[jira] [Commented] (DRILL-5970) DrillParquetReader always builds the schema with "OPTIONAL" dataMode columns instead of "REQUIRED" ones

Paul Rogers (JIRA) Tue, 26 Dec 2017 12:14:52 -0800

    [ 
https://issues.apache.org/jira/browse/DRILL-5970?page=com.atlassian.jira.plugin.system.issuetabpanels:comment-tabpanel&focusedCommentId=16304001#comment-16304001
 ]


Paul Rogers commented on DRILL-5970:
------------------------------------

[~vitalii], it seems we have multiple issues and it is hard to keep them 
straight.

*Missing Type Handling*

In your first example, you had a reference to an empty array.
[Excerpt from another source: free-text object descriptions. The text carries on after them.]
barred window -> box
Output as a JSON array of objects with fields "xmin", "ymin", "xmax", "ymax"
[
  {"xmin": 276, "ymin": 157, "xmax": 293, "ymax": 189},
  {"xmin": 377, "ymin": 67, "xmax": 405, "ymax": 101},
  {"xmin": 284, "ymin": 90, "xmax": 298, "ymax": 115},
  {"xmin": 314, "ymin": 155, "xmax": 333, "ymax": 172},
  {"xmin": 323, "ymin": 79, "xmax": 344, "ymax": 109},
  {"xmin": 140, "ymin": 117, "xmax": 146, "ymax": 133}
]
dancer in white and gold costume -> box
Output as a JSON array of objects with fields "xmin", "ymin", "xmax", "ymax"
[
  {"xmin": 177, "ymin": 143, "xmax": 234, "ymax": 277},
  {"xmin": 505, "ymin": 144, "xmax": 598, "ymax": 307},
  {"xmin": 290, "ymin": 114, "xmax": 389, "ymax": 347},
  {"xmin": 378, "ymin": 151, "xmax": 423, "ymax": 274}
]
It is not clear 
how Drill defines the type of that array. (My original comment was wrong, I 
thought JSON used the {{ListVector}}. Turns out it doesn't. So the empty list 
had some concrete type. But, what? {{VARCHAR}}? {{INT}}?)

In your second example, you say {{select 'text' AS MYCOL, 'Bucket1' AS Bucket 
FROM (VALUES(1))}}. Again, what are the types? If this followed normal 
practice, it should be nullable {{INT}}. But, your example suggests it is 
nullable {{VARCHAR}}.

A long-term suggestion is that we document our rules. Without such 
documentation, all we can say is that the answer is whatever the code does. 
Without knowing the answers, it is hard to follow the remainder of the above 
discussion.

This topic, in turn, is associated with the idea that Drill is schema free, 
that we discover types on the fly, that types may change, and types may be 
missing. As Drill reaches maturity, the current behavior becomes the de-facto 
design.

*Parquet Optional/Required Type Handling*

We cited two equally valid arguments for Parquet types. 1) Do what Parquet 
says. 2) Always use {{OPTIONAL}} to allow for schema migration over time (which 
means reading a set of files in which some contain the column and some do not.)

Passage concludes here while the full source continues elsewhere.